European leaders were scheduled to discuss how to combat aggressive tax avoidance by major companies such as Amazon, Google and Apple at a summit on Wednesday, and cut an estimated €1 trillion a year that the EU is losing to tax evasion or avoidance.
The four-hour summit was originally called to discuss energy policy, but investigations in Britain, France and the US exposing how little tax major international companies such as Amazon and Google have been paying by carefully structuring their European operations has forced the issue to the top of the agenda.
“We have got to make sure as we set those tax rates that companies pay taxes, and that means international collaboration, the sharing of tax information,” said British Prime Minister David Cameron as he arrived at the summit.
Cameron has put tax policy on the agenda of the G8 meeting taking place next month in Ireland.

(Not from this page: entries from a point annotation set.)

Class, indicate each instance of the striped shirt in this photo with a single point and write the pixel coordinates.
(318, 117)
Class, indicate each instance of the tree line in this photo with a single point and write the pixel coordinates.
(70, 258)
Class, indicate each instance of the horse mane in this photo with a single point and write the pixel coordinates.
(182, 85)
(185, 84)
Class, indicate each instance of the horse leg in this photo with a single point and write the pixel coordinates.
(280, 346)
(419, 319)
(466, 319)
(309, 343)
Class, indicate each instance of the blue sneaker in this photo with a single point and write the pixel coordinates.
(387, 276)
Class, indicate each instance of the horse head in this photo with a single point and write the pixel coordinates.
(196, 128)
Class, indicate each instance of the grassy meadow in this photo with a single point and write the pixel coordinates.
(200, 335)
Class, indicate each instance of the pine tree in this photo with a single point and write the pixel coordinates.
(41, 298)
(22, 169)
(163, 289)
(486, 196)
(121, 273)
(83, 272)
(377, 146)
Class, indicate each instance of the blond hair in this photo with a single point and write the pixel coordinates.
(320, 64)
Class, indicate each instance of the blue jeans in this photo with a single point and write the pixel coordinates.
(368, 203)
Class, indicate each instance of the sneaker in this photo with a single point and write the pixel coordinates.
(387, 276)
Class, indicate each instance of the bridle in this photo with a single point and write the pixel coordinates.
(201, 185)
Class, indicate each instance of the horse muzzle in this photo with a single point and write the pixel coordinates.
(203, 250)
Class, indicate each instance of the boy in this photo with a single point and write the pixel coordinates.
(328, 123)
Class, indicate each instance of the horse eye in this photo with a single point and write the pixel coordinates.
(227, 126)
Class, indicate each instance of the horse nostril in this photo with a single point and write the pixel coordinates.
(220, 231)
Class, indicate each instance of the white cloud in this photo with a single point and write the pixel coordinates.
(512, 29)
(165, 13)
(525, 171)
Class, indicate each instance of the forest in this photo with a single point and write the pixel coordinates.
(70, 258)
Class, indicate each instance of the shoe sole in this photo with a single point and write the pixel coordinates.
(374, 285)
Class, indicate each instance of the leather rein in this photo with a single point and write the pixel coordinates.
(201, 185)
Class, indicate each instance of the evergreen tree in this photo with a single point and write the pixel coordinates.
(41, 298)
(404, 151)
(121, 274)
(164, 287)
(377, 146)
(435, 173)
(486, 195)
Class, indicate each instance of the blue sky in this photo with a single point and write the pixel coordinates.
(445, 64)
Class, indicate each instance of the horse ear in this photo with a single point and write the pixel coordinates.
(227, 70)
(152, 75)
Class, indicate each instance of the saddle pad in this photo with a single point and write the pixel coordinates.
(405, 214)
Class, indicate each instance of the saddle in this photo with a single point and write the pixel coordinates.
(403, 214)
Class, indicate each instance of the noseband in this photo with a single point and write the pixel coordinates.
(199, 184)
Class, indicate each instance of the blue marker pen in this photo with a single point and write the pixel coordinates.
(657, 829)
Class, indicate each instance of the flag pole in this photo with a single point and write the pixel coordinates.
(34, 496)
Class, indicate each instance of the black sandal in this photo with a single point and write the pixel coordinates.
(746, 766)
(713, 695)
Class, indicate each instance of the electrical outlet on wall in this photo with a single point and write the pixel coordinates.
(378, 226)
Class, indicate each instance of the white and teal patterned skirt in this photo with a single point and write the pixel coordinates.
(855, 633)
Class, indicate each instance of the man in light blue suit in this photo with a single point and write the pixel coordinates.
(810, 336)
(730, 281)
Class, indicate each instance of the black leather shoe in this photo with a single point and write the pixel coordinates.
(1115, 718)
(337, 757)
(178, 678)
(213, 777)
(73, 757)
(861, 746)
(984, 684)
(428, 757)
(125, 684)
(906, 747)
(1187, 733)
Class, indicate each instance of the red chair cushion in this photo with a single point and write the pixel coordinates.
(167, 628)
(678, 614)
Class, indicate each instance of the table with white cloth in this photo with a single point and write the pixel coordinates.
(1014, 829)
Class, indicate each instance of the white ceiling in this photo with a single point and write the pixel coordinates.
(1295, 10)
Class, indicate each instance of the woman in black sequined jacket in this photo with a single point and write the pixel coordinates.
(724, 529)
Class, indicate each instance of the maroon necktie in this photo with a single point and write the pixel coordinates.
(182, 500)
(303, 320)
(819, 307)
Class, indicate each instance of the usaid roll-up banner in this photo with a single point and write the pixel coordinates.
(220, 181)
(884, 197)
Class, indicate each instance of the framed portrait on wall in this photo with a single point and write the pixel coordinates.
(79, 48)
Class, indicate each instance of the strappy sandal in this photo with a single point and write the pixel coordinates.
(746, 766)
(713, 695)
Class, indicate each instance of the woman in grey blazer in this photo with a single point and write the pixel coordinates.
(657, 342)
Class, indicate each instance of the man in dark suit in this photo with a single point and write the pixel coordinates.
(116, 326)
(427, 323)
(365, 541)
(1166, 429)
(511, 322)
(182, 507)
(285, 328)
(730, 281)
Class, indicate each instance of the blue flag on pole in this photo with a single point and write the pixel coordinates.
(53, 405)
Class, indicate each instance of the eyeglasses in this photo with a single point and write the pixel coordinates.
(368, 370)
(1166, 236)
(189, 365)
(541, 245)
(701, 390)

It may be recalled that British telecom major Vodafone has been in the news for routing its investment in Hutchison Essar in India through Mauritius, avoiding payment of as much as Rs. 11,200 crore in taxes. India is in the process of reworking its laws to bring such transactions under the tax ambit.
A US investigation revealed on Monday that Apple had paid just 2% tax on $74 billion in overseas income, largely by exploiting a loophole in Ireland’s tax code.
That followed reports that the British unit of Amazon paid just $3.7 million tax on 2012 sales of $6.5 billion, and similar revelations concerning the UK operations of Google and Starbucks.
“A lot of these revenues are not getting taxed,” said a French diplomat briefing reporters ahead of the summit. “We need to find a way of bringing home the tax on these activities.”